Reputation: 8889
Surface memory is the write-only analogue to the texture cache in CUDA.
I've found NVIDIA GPU peak bandwidth numbers in academic literature for reading from global memory and shared memory. However, I've found less information on the write throughput of CUDA memory devices.
In particular, I'm interested in the bandwidth (and latency too, if known) of the CUDA surface memory on Fermi and Kepler GPUs.
Upvotes: 1
Views: 934
Reputation: 11549
On compute capability 2.x and 3.x devices surface writes go through the L1 cache and have the same throughput and latency as global writes.
Upvotes: 2
Reputation: 9779
According to Device Memory Accesses,
Since latencies of texture/surface/global mem are almost the same, and all of them locate on off-chip DRAM, I think the peak bandwidth of surface mem is same to global mem indicated in the GPU specs.
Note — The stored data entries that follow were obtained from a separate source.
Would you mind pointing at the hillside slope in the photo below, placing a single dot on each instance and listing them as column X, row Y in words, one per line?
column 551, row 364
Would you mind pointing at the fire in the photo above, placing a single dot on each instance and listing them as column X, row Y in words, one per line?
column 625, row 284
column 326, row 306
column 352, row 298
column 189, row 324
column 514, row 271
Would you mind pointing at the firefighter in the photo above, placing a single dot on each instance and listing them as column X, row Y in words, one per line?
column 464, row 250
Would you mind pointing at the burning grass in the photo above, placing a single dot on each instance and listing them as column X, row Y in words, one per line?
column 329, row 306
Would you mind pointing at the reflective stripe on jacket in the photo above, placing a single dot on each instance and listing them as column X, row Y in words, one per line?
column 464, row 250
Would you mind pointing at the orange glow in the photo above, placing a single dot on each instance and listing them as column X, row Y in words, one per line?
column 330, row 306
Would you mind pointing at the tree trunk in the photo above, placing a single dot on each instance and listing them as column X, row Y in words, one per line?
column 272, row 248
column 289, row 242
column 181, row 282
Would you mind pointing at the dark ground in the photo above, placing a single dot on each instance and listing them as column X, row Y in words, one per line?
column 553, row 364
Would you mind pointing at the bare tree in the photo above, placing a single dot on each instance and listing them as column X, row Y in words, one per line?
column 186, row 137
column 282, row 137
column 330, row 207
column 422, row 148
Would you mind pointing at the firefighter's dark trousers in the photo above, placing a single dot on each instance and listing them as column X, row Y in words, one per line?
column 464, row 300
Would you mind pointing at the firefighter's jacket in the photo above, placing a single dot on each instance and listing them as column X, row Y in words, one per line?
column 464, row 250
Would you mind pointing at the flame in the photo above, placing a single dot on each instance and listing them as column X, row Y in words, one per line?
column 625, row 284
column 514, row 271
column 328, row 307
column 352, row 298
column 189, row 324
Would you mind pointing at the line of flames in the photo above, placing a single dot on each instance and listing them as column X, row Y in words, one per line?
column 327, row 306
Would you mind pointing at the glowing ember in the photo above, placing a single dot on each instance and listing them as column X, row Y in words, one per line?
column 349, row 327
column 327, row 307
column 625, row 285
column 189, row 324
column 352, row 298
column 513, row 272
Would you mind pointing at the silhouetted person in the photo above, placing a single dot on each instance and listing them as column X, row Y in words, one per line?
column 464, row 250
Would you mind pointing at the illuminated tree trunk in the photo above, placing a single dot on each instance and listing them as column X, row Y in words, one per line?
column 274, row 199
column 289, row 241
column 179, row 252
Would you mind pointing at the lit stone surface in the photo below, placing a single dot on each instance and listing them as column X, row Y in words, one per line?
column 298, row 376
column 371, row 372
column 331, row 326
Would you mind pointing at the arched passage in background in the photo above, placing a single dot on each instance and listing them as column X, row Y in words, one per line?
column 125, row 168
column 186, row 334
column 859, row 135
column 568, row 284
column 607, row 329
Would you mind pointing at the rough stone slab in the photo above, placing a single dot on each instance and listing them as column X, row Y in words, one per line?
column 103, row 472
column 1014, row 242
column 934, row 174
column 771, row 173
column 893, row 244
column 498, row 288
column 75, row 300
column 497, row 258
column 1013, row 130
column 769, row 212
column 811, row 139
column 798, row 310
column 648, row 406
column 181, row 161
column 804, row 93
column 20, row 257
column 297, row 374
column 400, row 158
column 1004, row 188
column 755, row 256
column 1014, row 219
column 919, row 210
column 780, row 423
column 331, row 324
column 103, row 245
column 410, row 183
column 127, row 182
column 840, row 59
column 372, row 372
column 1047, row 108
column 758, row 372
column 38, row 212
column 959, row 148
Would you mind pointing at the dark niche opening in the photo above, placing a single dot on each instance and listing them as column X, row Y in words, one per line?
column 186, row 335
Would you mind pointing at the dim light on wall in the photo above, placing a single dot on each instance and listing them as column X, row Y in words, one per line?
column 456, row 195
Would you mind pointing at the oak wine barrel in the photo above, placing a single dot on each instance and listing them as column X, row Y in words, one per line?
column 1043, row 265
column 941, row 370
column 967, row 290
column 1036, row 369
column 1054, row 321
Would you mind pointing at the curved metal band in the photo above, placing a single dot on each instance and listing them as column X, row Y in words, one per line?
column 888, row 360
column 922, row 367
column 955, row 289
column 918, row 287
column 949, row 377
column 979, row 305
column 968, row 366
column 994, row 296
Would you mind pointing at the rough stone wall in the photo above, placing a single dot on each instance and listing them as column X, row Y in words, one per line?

In order to timing the latency, the paper you referenced may use only one thread. So it's easy to calculate the latency by
global mem read latency = total read time / number of read
You could implement your timing on surface write in a similar fashion. But I don't think it is reasonable to apply this method on shared mem latency measurement as shown in that paper, since the overhead of the for loop may not be ignored compared to the shared mem latency.
Upvotes: 2